Kyle Orton, an experienced backup quarterback, will sub for Romo, who played admirably through pain in leading Dallas to a last-minute win over Washington last week. His back problems did not allow him to practice all week. ESPN reported on Monday that he would be out for the season, but the team refused to concede that, hoping Romo’s back would loosen up during a week of rest and treatment.

When it was obvious that was not going to work, and after much consultation with Dallas-area doctors, Romo and the Cowboys decided on surgery.

“It was the right decision for him and the right decision for the organization,” coach Jason Garrett said.

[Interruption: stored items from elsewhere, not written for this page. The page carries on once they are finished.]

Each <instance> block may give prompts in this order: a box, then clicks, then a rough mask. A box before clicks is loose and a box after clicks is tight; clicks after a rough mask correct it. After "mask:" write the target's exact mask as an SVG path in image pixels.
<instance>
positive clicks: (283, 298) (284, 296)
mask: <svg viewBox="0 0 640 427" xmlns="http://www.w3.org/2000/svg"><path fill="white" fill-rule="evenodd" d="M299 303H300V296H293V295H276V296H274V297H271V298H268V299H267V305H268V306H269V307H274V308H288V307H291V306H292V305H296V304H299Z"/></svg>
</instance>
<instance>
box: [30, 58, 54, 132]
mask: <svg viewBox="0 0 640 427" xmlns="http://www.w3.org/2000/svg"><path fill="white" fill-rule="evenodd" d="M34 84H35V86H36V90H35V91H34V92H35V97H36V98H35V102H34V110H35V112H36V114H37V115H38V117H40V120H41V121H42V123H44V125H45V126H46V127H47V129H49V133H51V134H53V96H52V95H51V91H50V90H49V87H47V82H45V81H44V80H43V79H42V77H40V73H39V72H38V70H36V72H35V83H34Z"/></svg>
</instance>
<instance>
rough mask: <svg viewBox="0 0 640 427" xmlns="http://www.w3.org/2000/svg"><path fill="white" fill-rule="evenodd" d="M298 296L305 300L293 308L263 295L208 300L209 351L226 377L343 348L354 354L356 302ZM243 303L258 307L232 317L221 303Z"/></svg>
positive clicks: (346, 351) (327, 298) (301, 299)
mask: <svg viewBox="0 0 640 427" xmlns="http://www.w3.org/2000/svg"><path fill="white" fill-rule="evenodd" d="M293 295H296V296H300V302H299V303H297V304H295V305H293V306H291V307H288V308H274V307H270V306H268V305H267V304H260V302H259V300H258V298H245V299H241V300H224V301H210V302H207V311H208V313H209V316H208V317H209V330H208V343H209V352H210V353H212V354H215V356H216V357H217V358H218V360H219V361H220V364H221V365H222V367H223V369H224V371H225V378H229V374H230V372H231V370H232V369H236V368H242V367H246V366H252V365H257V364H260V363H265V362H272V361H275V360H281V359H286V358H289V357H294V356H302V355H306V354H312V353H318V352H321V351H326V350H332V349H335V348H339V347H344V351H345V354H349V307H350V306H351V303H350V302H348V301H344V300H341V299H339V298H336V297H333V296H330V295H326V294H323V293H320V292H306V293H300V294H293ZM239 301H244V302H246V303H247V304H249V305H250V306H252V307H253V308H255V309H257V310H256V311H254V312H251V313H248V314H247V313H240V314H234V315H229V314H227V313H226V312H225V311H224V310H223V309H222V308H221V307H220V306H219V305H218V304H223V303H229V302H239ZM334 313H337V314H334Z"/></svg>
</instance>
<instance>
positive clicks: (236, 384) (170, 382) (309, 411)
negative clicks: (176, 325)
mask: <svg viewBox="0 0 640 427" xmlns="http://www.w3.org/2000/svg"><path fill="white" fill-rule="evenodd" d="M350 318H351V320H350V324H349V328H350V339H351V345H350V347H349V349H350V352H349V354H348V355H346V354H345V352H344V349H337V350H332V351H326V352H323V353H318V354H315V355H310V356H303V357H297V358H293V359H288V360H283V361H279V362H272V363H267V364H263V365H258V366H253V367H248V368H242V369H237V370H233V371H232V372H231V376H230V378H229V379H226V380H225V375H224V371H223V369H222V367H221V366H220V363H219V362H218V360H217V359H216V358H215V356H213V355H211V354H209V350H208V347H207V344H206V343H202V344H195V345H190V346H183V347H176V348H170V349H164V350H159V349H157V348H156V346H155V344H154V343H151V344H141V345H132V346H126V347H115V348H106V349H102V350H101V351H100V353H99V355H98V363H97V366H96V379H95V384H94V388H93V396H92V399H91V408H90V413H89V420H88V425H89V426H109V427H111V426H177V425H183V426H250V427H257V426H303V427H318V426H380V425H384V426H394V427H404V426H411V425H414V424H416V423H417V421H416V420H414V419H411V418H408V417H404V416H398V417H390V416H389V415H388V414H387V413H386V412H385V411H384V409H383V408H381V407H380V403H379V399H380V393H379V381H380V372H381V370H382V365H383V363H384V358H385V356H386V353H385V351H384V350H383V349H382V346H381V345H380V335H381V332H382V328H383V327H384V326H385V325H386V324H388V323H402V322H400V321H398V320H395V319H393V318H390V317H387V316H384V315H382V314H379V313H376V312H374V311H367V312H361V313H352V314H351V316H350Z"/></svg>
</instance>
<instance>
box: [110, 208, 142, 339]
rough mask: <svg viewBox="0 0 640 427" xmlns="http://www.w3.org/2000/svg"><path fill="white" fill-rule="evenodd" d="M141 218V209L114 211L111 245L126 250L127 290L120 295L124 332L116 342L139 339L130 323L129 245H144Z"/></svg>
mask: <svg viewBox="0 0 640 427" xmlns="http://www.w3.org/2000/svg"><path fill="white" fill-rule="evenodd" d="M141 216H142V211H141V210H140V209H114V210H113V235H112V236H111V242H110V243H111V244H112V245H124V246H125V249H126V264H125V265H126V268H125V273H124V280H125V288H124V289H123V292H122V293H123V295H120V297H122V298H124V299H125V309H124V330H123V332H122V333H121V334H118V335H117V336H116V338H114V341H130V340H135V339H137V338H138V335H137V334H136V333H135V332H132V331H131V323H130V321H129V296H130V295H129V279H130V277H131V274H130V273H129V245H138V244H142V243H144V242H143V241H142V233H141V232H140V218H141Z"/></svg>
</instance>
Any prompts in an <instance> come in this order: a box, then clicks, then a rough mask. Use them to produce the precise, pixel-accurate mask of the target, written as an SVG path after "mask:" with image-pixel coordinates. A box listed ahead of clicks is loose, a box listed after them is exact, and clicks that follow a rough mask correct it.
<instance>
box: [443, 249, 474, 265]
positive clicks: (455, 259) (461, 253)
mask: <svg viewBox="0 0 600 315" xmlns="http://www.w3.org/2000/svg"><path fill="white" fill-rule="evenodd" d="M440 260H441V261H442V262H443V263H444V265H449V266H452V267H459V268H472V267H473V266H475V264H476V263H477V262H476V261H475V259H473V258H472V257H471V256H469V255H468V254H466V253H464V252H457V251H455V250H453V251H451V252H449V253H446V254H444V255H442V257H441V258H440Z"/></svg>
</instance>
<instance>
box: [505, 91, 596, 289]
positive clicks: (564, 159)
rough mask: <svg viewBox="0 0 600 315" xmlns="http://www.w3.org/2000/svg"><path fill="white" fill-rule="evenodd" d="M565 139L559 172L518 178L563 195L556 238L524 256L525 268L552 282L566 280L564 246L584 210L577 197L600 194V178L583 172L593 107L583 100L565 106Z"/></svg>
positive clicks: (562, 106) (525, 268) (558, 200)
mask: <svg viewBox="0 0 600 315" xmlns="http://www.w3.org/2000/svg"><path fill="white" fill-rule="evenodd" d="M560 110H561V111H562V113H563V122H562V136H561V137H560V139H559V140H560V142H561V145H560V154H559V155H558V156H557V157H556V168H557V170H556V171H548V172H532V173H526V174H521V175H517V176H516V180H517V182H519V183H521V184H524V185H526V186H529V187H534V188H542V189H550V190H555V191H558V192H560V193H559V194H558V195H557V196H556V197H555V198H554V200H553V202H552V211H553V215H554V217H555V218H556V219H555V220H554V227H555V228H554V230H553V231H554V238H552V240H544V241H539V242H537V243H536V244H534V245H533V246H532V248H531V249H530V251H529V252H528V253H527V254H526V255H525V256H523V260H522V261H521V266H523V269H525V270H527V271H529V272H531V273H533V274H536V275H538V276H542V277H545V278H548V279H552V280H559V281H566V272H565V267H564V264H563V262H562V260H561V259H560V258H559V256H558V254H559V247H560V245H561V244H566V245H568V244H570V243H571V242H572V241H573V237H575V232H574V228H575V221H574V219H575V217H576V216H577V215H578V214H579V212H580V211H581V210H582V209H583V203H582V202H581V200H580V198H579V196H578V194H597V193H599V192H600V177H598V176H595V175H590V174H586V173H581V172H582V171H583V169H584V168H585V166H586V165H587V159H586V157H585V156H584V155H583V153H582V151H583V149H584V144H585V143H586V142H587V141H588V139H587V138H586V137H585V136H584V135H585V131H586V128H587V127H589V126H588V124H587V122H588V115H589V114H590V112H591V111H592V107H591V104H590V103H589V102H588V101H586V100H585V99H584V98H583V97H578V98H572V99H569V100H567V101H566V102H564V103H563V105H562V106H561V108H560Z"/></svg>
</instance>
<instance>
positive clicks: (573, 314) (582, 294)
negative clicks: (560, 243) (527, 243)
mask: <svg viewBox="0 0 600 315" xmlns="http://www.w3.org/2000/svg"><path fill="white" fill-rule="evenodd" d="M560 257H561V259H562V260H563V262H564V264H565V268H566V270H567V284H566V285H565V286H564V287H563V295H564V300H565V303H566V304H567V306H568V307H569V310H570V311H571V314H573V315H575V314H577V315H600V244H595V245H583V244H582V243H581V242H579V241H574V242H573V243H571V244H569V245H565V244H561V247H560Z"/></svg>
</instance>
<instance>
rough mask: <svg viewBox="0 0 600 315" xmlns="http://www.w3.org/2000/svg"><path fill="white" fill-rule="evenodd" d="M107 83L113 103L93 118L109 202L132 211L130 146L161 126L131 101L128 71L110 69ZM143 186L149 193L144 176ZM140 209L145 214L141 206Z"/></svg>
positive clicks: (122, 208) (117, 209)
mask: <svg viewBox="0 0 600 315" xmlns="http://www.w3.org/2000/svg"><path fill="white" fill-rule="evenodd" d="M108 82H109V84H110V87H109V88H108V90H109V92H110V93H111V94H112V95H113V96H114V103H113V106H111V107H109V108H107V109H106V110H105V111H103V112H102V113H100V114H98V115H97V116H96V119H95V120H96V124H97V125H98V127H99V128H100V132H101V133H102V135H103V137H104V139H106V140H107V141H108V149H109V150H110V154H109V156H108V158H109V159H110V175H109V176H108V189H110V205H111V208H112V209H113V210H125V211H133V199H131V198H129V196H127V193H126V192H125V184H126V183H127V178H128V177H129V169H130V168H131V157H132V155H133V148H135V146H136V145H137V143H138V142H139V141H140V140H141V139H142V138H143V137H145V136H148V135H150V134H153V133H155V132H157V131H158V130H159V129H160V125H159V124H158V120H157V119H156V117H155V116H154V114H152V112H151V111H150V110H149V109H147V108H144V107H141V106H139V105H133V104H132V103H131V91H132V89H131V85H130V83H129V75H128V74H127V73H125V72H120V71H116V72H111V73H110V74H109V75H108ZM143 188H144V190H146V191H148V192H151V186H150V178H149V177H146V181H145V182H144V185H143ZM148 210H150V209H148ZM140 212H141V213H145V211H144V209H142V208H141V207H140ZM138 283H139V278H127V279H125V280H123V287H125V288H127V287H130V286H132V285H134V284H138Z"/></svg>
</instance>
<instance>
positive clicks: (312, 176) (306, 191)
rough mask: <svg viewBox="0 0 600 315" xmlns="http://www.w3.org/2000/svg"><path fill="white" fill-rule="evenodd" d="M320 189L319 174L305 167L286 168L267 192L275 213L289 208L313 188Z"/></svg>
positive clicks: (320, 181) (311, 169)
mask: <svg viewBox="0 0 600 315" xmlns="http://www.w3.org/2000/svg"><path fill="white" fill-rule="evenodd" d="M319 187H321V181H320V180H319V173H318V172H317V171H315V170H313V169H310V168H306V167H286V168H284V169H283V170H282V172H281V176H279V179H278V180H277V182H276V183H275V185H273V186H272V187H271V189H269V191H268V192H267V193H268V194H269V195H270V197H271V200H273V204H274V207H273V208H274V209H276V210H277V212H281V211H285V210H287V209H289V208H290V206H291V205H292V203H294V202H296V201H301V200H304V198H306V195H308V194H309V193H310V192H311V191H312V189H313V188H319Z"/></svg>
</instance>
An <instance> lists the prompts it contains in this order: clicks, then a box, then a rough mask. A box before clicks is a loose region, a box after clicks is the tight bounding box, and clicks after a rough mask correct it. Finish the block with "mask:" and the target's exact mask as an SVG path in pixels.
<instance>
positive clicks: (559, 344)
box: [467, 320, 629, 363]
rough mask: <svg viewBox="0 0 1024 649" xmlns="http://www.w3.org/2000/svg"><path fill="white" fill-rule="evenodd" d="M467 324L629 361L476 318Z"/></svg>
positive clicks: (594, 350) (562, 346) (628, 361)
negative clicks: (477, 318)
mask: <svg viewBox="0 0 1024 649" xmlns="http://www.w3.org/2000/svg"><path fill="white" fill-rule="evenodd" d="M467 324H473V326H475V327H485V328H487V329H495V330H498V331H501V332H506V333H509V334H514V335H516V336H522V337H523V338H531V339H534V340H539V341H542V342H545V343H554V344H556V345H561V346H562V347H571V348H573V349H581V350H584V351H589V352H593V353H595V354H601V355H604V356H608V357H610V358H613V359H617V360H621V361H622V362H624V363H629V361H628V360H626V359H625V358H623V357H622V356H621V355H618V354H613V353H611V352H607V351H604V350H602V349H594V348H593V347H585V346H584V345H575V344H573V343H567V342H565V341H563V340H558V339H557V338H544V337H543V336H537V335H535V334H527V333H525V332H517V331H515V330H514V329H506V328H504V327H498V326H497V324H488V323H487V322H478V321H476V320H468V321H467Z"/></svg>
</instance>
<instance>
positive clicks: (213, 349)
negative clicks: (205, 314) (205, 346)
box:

The Cowboys (8-7) play the Eagles (9-6) on Sunday, with the winner clinching the NFC East title and a playoff spot.

Romo, who received an epidural on Monday for a herniated disk in his back, finishes the season having thrown for 3,828 yards and 31 touchdowns.

“He’ll start his road to recovery, sooner rather than later,” Garrett said. “We’re completely confident he will rehab and come back at 100 percent.”

Romo has played through pain countless times throughout his career, including playing multiple weeks with a cracked rib and punctured lung during the 2011 season. He managed to continue to play in last week’s game against the Redskins, directing a late game-winning drive with pain down his right leg.

Now, after the surgery, Romo and the Cowboys hope he is available for the start of training camp for next season.